Just a comment. Not here to ruin anyone's day…
Not sure what you mean Jayson, I measured the duration and memory usage of select queries, not inserts or updates.
Great post Aaron. I see this all the time when folks don't know their data or understand the potential impact of their design on database (and server!) performance.
It seems that email, phone, address are easy to talk about and have guidance on because they have somewhat standard maximum lengths.
What would be the guidance for fields like a comment?
Say you defined it as VARCHAR(50), put it in stored procedures/EF/SSIS and other tooling, the problem is each one of those places needs to be touched/tested to increase it to VARCHAR(200), then later VARCHAR(500), ad nauseam (plus the ALTER TABLE for large tables may be scary)
Seems like as always "it depends" and just to know higher a maximum VAR* type length does affect performance and not for free.
Thanks for this clear presentation.
I've witnessed this type of performance degradation in systems where everything is varchar(1000), even gender, but it wasn't clear how the degradation is "implemented".
Your lucid explanation should help in dissuading others from this habit.
Indeed, wasn't meaning to suggest you can always avoid oversizing. Sometimes it just depends on the business need.

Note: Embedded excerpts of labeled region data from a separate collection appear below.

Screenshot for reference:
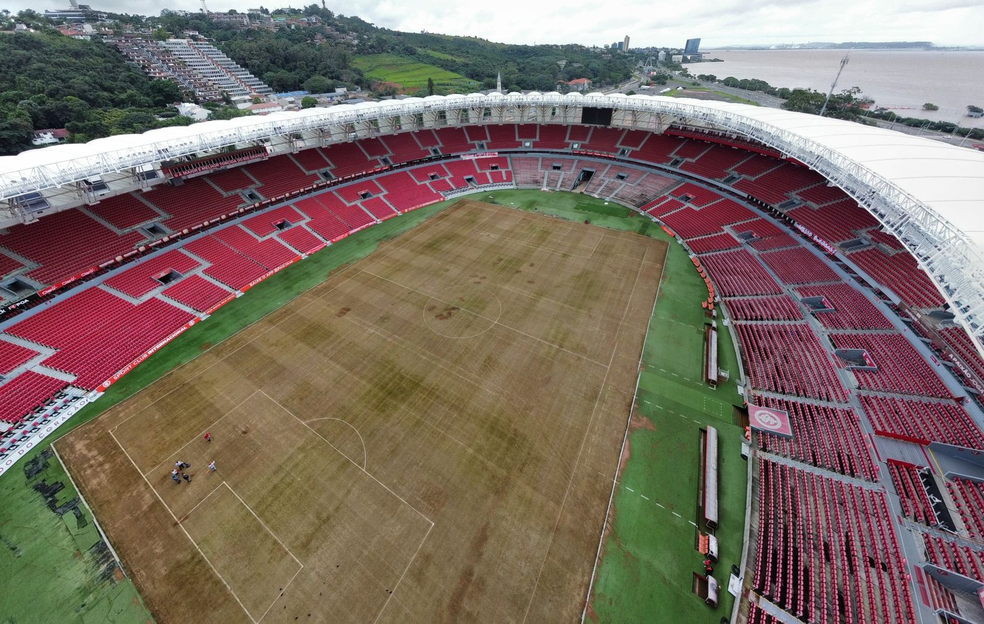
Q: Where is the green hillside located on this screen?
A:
[352,54,481,94]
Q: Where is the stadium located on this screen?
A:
[0,93,984,624]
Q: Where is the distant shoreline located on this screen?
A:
[702,47,984,54]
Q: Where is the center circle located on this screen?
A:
[423,287,502,338]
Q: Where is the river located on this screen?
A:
[686,50,984,127]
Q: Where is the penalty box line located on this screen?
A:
[139,390,259,480]
[107,431,260,624]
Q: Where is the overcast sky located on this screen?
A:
[0,0,984,47]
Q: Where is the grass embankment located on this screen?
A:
[352,54,478,93]
[0,190,746,624]
[0,202,453,624]
[472,191,747,624]
[661,84,761,106]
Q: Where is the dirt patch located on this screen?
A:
[59,202,666,624]
[629,410,656,435]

My point was simply that if the business need is something like e-mail address, adhering to standards can often be better for the business than guessing.
Isn't there a slight downside to this, when it underestimates the memory required and the memory grant is filled, the query will spill to tempdb causing worse performance.
Of course, there's no perfect solution. Again, I am talking about the cases where you know e-mail addresses, for example, can't be > 320 characters by definition. So making them nvarchar(4000) and requiring memory grants of 4K per row is very wasteful. If you make it 320 characters you may still have the chance that your average e-mail address is > 160 characters, but that is unlikely. Different data may have very different patterns, but if the average length is much higher than half the defined size, you'll have to decide if (a) you make the defined size larger (and add a check constraint perhaps), and always have slightly larger memory grants, or (b) you keep it the way it is and add memory and/or better optimize tempdb so that spills are not an issue (or at least less of an issue).
Very nice explanation and useful in the context of column data similar to email address example here. Thank you.
Hi Aron,
Does this hold true for all versions of SQL server ? Thank you again for the informative article.
"Instead, it has to estimate that every row holds a value half of the declared column size."
So what estimate does it use for columns declared with a MAX length?
Half a page (4K).
Is performance affected if the "oversized" column is not part of the SELECT ? I guess not, but I wanna be sure since I have a table with many columns, some of which are VARCHAR(MAX) but are rarely queried. If it hurts performance I might move them to an other table.
It can affect performance in some cases, sure. The size of every column still has to be considered as part of the read if you do a key lookup, for example.